11th Annual Conference of the International Speech Communication Association

Makuhari, Chiba, Japan
September 26-30. 2010

Simplification and Extension of Non-Periodic Excitation Source Representations for High-Quality Speech Manipulation Systems

Hideki Kawahara (1), Masanori Morise (2), Toru Takahashi (3), Hideki Banno (4), Ryuichi Nisimura (1), Toshio Irino (1)

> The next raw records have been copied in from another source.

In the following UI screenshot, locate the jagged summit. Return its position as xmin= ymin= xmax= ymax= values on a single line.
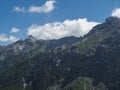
xmin=85 ymin=16 xmax=120 ymax=37
xmin=105 ymin=16 xmax=120 ymax=23
xmin=14 ymin=39 xmax=24 ymax=44
xmin=25 ymin=35 xmax=37 ymax=43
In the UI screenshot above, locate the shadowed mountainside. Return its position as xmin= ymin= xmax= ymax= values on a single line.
xmin=0 ymin=17 xmax=120 ymax=90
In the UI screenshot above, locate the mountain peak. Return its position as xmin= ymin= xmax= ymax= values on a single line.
xmin=24 ymin=35 xmax=37 ymax=45
xmin=28 ymin=35 xmax=36 ymax=40
xmin=105 ymin=16 xmax=120 ymax=24
xmin=25 ymin=35 xmax=37 ymax=42
xmin=87 ymin=16 xmax=120 ymax=36
xmin=14 ymin=39 xmax=24 ymax=44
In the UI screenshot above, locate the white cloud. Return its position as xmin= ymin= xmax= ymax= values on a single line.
xmin=112 ymin=8 xmax=120 ymax=18
xmin=10 ymin=27 xmax=20 ymax=33
xmin=27 ymin=18 xmax=99 ymax=40
xmin=0 ymin=34 xmax=19 ymax=43
xmin=13 ymin=6 xmax=25 ymax=12
xmin=13 ymin=0 xmax=56 ymax=13
xmin=28 ymin=0 xmax=56 ymax=13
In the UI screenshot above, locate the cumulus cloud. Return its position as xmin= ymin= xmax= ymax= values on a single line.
xmin=10 ymin=27 xmax=20 ymax=33
xmin=112 ymin=8 xmax=120 ymax=18
xmin=28 ymin=0 xmax=56 ymax=13
xmin=0 ymin=34 xmax=19 ymax=43
xmin=13 ymin=0 xmax=56 ymax=13
xmin=27 ymin=18 xmax=99 ymax=40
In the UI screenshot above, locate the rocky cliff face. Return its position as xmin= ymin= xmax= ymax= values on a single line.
xmin=0 ymin=35 xmax=81 ymax=60
xmin=0 ymin=17 xmax=120 ymax=90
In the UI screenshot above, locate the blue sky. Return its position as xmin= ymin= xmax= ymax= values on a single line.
xmin=0 ymin=0 xmax=120 ymax=45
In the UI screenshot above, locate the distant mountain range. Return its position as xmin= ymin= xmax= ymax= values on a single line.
xmin=0 ymin=16 xmax=120 ymax=90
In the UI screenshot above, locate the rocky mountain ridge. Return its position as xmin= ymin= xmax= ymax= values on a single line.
xmin=0 ymin=17 xmax=120 ymax=90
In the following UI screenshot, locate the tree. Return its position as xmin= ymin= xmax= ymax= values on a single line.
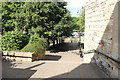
xmin=52 ymin=13 xmax=75 ymax=44
xmin=77 ymin=7 xmax=85 ymax=32
xmin=2 ymin=2 xmax=76 ymax=46
xmin=2 ymin=2 xmax=24 ymax=32
xmin=71 ymin=17 xmax=80 ymax=30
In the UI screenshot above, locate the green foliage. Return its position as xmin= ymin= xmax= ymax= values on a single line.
xmin=72 ymin=17 xmax=80 ymax=30
xmin=55 ymin=15 xmax=74 ymax=37
xmin=2 ymin=2 xmax=76 ymax=47
xmin=21 ymin=37 xmax=48 ymax=54
xmin=72 ymin=7 xmax=85 ymax=32
xmin=29 ymin=36 xmax=41 ymax=44
xmin=77 ymin=7 xmax=85 ymax=32
xmin=1 ymin=30 xmax=29 ymax=51
xmin=2 ymin=2 xmax=25 ymax=32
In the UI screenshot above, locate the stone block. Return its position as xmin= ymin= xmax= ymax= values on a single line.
xmin=15 ymin=52 xmax=23 ymax=57
xmin=22 ymin=52 xmax=32 ymax=57
xmin=15 ymin=57 xmax=32 ymax=62
xmin=2 ymin=51 xmax=45 ymax=62
xmin=8 ymin=51 xmax=15 ymax=56
xmin=3 ymin=51 xmax=8 ymax=55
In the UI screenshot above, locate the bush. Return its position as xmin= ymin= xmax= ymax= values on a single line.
xmin=21 ymin=37 xmax=48 ymax=54
xmin=1 ymin=30 xmax=29 ymax=51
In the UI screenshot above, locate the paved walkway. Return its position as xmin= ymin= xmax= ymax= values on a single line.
xmin=2 ymin=43 xmax=108 ymax=79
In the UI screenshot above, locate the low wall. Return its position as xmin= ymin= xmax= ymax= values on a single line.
xmin=2 ymin=51 xmax=45 ymax=62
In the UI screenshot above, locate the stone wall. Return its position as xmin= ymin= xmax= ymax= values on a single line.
xmin=118 ymin=0 xmax=120 ymax=79
xmin=84 ymin=0 xmax=120 ymax=79
xmin=2 ymin=51 xmax=45 ymax=62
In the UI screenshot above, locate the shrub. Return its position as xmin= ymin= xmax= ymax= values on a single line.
xmin=1 ymin=30 xmax=29 ymax=51
xmin=21 ymin=37 xmax=48 ymax=54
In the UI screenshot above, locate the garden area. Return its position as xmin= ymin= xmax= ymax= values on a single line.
xmin=1 ymin=1 xmax=85 ymax=62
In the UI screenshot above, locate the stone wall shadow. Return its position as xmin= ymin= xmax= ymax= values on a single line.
xmin=2 ymin=61 xmax=46 ymax=79
xmin=43 ymin=63 xmax=112 ymax=80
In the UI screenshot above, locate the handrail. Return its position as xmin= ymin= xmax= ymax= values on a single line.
xmin=94 ymin=50 xmax=120 ymax=64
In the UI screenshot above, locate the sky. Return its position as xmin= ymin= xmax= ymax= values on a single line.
xmin=64 ymin=0 xmax=87 ymax=17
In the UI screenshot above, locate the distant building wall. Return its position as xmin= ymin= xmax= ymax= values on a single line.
xmin=84 ymin=0 xmax=119 ymax=79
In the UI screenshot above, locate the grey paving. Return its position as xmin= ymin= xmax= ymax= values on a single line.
xmin=2 ymin=43 xmax=108 ymax=79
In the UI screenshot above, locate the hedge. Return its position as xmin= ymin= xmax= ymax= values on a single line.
xmin=1 ymin=30 xmax=29 ymax=51
xmin=21 ymin=37 xmax=48 ymax=54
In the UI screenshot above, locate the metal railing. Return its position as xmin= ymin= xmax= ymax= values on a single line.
xmin=84 ymin=49 xmax=120 ymax=65
xmin=94 ymin=50 xmax=120 ymax=65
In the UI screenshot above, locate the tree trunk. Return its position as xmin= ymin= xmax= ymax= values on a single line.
xmin=56 ymin=39 xmax=59 ymax=44
xmin=47 ymin=38 xmax=50 ymax=46
xmin=53 ymin=40 xmax=55 ymax=46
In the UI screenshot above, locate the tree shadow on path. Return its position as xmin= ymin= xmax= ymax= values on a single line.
xmin=48 ymin=43 xmax=80 ymax=53
xmin=42 ymin=55 xmax=61 ymax=61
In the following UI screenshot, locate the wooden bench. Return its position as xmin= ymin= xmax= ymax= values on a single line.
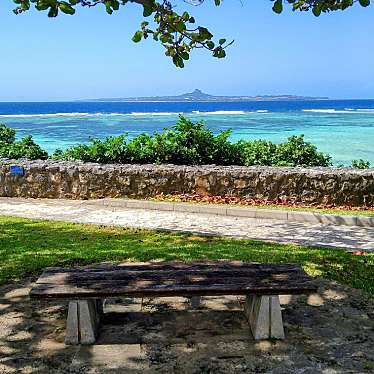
xmin=29 ymin=261 xmax=318 ymax=345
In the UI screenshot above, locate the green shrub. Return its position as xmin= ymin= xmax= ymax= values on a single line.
xmin=274 ymin=135 xmax=332 ymax=167
xmin=4 ymin=136 xmax=48 ymax=160
xmin=58 ymin=135 xmax=128 ymax=164
xmin=240 ymin=140 xmax=277 ymax=166
xmin=0 ymin=124 xmax=48 ymax=160
xmin=0 ymin=124 xmax=16 ymax=144
xmin=50 ymin=148 xmax=64 ymax=160
xmin=0 ymin=119 xmax=336 ymax=167
xmin=125 ymin=134 xmax=156 ymax=163
xmin=351 ymin=159 xmax=371 ymax=169
xmin=59 ymin=116 xmax=241 ymax=165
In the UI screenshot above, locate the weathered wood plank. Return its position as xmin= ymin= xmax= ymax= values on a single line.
xmin=65 ymin=299 xmax=102 ymax=345
xmin=78 ymin=300 xmax=98 ymax=345
xmin=40 ymin=262 xmax=300 ymax=275
xmin=32 ymin=277 xmax=316 ymax=293
xmin=30 ymin=280 xmax=317 ymax=299
xmin=244 ymin=295 xmax=285 ymax=340
xmin=245 ymin=295 xmax=270 ymax=339
xmin=30 ymin=262 xmax=318 ymax=300
xmin=269 ymin=296 xmax=285 ymax=339
xmin=65 ymin=301 xmax=79 ymax=345
xmin=36 ymin=268 xmax=309 ymax=285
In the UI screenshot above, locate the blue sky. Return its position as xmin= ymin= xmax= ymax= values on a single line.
xmin=0 ymin=1 xmax=373 ymax=101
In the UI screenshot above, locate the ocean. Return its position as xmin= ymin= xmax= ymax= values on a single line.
xmin=0 ymin=99 xmax=373 ymax=165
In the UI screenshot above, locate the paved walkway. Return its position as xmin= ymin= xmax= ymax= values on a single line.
xmin=0 ymin=197 xmax=373 ymax=251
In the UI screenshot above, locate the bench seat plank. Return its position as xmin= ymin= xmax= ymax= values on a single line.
xmin=30 ymin=262 xmax=317 ymax=299
xmin=40 ymin=262 xmax=300 ymax=273
xmin=35 ymin=268 xmax=307 ymax=284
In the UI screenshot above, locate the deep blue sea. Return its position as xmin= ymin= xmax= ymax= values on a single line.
xmin=0 ymin=99 xmax=374 ymax=165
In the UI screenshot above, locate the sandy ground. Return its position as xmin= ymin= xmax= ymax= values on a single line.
xmin=0 ymin=277 xmax=373 ymax=374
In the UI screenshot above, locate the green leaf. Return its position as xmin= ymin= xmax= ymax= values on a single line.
xmin=359 ymin=0 xmax=370 ymax=7
xmin=143 ymin=5 xmax=153 ymax=17
xmin=172 ymin=54 xmax=184 ymax=68
xmin=341 ymin=0 xmax=353 ymax=10
xmin=312 ymin=5 xmax=322 ymax=16
xmin=21 ymin=1 xmax=30 ymax=10
xmin=160 ymin=33 xmax=171 ymax=43
xmin=219 ymin=38 xmax=226 ymax=45
xmin=206 ymin=41 xmax=215 ymax=49
xmin=111 ymin=0 xmax=120 ymax=11
xmin=104 ymin=1 xmax=113 ymax=14
xmin=214 ymin=0 xmax=221 ymax=5
xmin=175 ymin=21 xmax=186 ymax=32
xmin=213 ymin=47 xmax=226 ymax=58
xmin=272 ymin=0 xmax=283 ymax=14
xmin=35 ymin=1 xmax=50 ymax=11
xmin=180 ymin=51 xmax=189 ymax=60
xmin=59 ymin=2 xmax=75 ymax=15
xmin=198 ymin=27 xmax=213 ymax=40
xmin=132 ymin=31 xmax=143 ymax=43
xmin=48 ymin=5 xmax=58 ymax=17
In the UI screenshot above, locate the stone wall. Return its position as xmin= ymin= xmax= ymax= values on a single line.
xmin=0 ymin=159 xmax=373 ymax=206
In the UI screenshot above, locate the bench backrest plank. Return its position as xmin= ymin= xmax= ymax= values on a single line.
xmin=30 ymin=261 xmax=318 ymax=299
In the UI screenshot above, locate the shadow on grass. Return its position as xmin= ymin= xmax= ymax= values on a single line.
xmin=1 ymin=217 xmax=373 ymax=372
xmin=0 ymin=216 xmax=373 ymax=295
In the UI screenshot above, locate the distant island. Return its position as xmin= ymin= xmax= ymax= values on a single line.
xmin=79 ymin=89 xmax=329 ymax=102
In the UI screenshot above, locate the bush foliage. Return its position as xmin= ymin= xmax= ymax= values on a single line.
xmin=0 ymin=118 xmax=370 ymax=168
xmin=0 ymin=124 xmax=48 ymax=160
xmin=55 ymin=116 xmax=332 ymax=167
xmin=351 ymin=159 xmax=371 ymax=169
xmin=11 ymin=0 xmax=372 ymax=68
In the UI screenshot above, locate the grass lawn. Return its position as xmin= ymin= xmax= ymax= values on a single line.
xmin=0 ymin=216 xmax=373 ymax=296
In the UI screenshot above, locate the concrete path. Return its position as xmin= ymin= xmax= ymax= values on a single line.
xmin=0 ymin=197 xmax=373 ymax=251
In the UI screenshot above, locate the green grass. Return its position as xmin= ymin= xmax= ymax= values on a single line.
xmin=0 ymin=216 xmax=373 ymax=296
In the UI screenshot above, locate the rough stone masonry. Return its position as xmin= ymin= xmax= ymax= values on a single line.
xmin=0 ymin=159 xmax=373 ymax=206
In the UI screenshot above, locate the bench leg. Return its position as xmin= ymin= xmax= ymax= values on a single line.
xmin=65 ymin=299 xmax=103 ymax=345
xmin=244 ymin=295 xmax=285 ymax=340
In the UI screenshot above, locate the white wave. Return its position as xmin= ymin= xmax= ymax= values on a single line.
xmin=191 ymin=110 xmax=269 ymax=115
xmin=356 ymin=108 xmax=374 ymax=112
xmin=0 ymin=112 xmax=142 ymax=118
xmin=0 ymin=110 xmax=271 ymax=119
xmin=129 ymin=112 xmax=179 ymax=116
xmin=0 ymin=112 xmax=91 ymax=118
xmin=191 ymin=110 xmax=247 ymax=115
xmin=302 ymin=109 xmax=374 ymax=114
xmin=45 ymin=125 xmax=79 ymax=128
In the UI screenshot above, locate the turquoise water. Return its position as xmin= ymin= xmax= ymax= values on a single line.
xmin=0 ymin=100 xmax=373 ymax=165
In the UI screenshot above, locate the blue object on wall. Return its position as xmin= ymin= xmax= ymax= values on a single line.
xmin=10 ymin=165 xmax=25 ymax=177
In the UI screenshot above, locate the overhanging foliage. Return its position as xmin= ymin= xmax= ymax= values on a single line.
xmin=11 ymin=0 xmax=371 ymax=67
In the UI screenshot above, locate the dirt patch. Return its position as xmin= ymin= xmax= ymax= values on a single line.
xmin=0 ymin=278 xmax=373 ymax=373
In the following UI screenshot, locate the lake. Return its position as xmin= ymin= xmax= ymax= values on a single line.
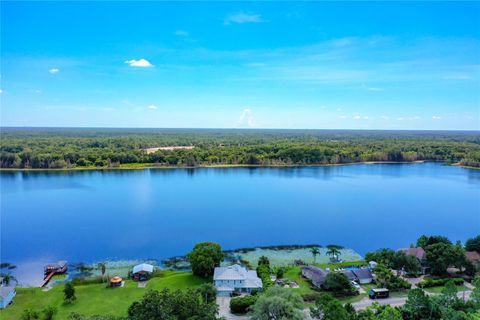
xmin=1 ymin=162 xmax=479 ymax=285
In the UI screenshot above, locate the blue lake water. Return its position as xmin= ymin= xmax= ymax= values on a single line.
xmin=1 ymin=162 xmax=479 ymax=284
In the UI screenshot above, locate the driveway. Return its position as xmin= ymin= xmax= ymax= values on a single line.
xmin=216 ymin=297 xmax=251 ymax=320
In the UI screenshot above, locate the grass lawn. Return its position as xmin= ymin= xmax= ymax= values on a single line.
xmin=423 ymin=285 xmax=469 ymax=294
xmin=283 ymin=266 xmax=317 ymax=295
xmin=0 ymin=271 xmax=208 ymax=320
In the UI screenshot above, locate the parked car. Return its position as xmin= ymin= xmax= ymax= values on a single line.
xmin=351 ymin=281 xmax=360 ymax=289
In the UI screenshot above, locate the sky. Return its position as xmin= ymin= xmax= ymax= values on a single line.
xmin=1 ymin=1 xmax=479 ymax=130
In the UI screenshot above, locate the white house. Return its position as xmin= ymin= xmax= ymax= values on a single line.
xmin=213 ymin=264 xmax=263 ymax=297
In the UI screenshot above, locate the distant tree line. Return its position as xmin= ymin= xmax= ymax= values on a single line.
xmin=1 ymin=128 xmax=479 ymax=169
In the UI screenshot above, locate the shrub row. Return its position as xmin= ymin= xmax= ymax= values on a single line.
xmin=417 ymin=277 xmax=464 ymax=288
xmin=230 ymin=295 xmax=257 ymax=314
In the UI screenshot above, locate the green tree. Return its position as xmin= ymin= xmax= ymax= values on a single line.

(1) Wakayama University, Japan
(2) Ritsumeikan University, Japan
(3) Kyoto University, Japan
(4) Meijo University, Japan

A systematic framework for non-periodic excitation source representation is proposed for high-quality speech manipulation systems such as TANDEM-STRAIGHT, which is basically a channel VOCODER. The proposed method consists of two subsystems for non-periodic components; a colored noise source and an event analyzer/generator. The colored noise source is represented by using a sigmoid model with non-linear level conversion. Two model parameters, boundary frequency and slope parameters, are estimated based on pitch range linear prediction combined with F0 adaptive temporal axis warping and those on the original temporal axis. The event subsystem detects events based on kurtosis of filtered speech signals. The proposed framework provides significant quality improvement for high-quality recorded speech materials.

Bibliographic reference.  Kawahara, Hideki / Morise, Masanori / Takahashi, Toru / Banno, Hideki / Nisimura, Ryuichi / Irino, Toshio (2010): "Simplification and extension of non-periodic excitation source representations for high-quality speech manipulation systems", In INTERSPEECH-2010, 38-41.